A year resolves yes, if a program that is called AlphaGeometry by official Google Deepmind communication can get enough points to win at least bronze on the International Mathematics Olympiad of that year. The years are resolved completely independent of each other.
Criteria:
The program does not have to be the exact same code as the that of the paper published on Jan 17, 2024.
The program has to be called AlphaGeometry by Google Deepmind. If a program is called AlphaGeometry 2.0, that is not sufficient.
If the program is called AlphaGeometry but also something else (to distinguish it from the original version), that is fine (c.f. AlphaGo Fan and AlphaGo Lee)
AlphaGeometry has to be actually run on the problems of an IMO and receive enough points for a bronze medal. If nobody publicly announced that AlphaGeometry succesfully ran on IMO problems of a particular year, that year resolves NO.
I will not bet on this market.
Related questions:
@FlorisvanDoorn I am confused about what names are allowed. You say in one bullet point
If a program is called AlphaGeometry 2.0, that is not sufficient.

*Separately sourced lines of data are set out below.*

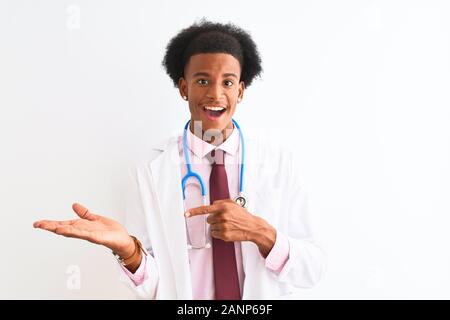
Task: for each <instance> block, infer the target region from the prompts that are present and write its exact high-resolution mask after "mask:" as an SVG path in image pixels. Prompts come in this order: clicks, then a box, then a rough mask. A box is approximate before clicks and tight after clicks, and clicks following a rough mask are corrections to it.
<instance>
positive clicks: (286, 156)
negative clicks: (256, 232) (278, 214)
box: [277, 151, 325, 288]
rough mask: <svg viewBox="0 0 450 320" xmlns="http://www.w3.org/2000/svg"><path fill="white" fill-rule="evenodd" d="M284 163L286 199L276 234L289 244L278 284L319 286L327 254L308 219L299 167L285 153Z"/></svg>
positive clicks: (312, 286)
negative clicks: (287, 239) (317, 240)
mask: <svg viewBox="0 0 450 320" xmlns="http://www.w3.org/2000/svg"><path fill="white" fill-rule="evenodd" d="M281 154H284V155H285V157H284V158H285V159H283V161H281V163H280V164H281V165H282V167H283V169H284V170H280V172H284V174H285V177H284V179H281V181H283V184H284V185H280V187H281V190H283V192H282V193H283V195H284V196H283V198H282V199H281V205H280V215H281V216H280V219H279V222H280V223H279V227H278V228H277V232H281V233H283V234H284V235H285V236H287V238H288V240H289V257H288V259H287V261H286V263H285V265H284V267H283V268H282V269H281V271H280V272H279V273H278V274H277V278H278V281H280V282H283V283H286V284H288V285H292V286H294V287H298V288H311V287H313V286H314V285H316V284H317V282H318V281H319V279H320V278H321V277H322V274H323V272H324V269H325V254H324V252H323V251H322V249H321V248H320V247H319V246H318V245H316V244H315V243H314V240H313V234H312V230H311V225H310V220H309V216H308V214H309V213H308V204H307V193H306V190H305V188H304V187H303V186H302V185H301V180H300V177H299V172H298V170H297V165H298V163H296V162H295V159H294V157H293V156H292V153H291V152H289V151H284V152H282V153H281Z"/></svg>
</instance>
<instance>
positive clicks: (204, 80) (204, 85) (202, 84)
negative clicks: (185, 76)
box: [197, 79, 208, 86]
mask: <svg viewBox="0 0 450 320" xmlns="http://www.w3.org/2000/svg"><path fill="white" fill-rule="evenodd" d="M197 83H198V84H199V85H201V86H206V85H207V84H208V80H206V79H198V80H197Z"/></svg>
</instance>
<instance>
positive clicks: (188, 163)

But then you immediately say
If the program is called AlphaGeometry but also something else (to distinguish it from the original version), that is fine
What is "2.0" if not "something else to distinguish from the original version"?
The blog post never calls this program AlphaGeometry
, but consistently AlphaGeometry 2
. Therefore, they really want to emphasize that this is a different program. This is a different situation with AlphaGo
, where the versions playing against Fan Hui and Lee Sedol were very different, but Deepmind called both of them AlphaGo
. Therefore, AlphaGeometry 2 does not count for this market.
I added this condition as a proxy for "didn't increase capability by too much".
About AlphaGeometry ceasing to exists: it is open source, and a credible claim in these comments explaining that the code successfully got bronze would be sufficient for a YES resolution on this market.
Barring everything else I think 2024 should resolve "NO". Looks like the bronze cutoff was around 17, and there was only one geo problem, making this impossible.
And I am very confused about what names count per the resolution criteria, but "AlphaGeometry 2" sounds a lot like "AlphaGeometry 2.0" which is explicitly not allowed, so perhaps we should be betting things down on the basis that AlphaGeometry versions will be numbered going forwards and software packages that meet the criteria will cease to exist?
Perhaps I'm misunderstanding something here but:
A system so specifically named seems unlikely to be able to solve problems that are not geometry problems
Typically there are only one or two geo problems on an IMO, making for a maximum of 7 or 14 points if it gets the problems right.
Bronze cutoffs are typically around 14 and always higher than 7.
So this seems pretty unlikely across the board, even if future version of the system are named the same and do always get the geo problems right.
@BoltonBailey Lest people be confused by the impressive-looking chart at the top of their blog post, I am pretty sure that chart is only saying they have performance equivalent to a silver-medalist just on the geo problems. On the non-geo problems, it can't perform as well because it doesn't know how to solve those problems.
Chance of the IMO having cutoff >= 14: 30% base rate (6 out of 20 most recent)
Chance of two Geo problems: 75% base rate (15 out of 20 most recent)
Chance of getting both right at 5/6 success rate : 69%
About 15% total with no changes to the software.
@BoltonBailey I agree with your analysis.
The 5/6 succes rate might be an overestimate, since the current version of AlphaGeometry doesn't even attempt geometric inequalities.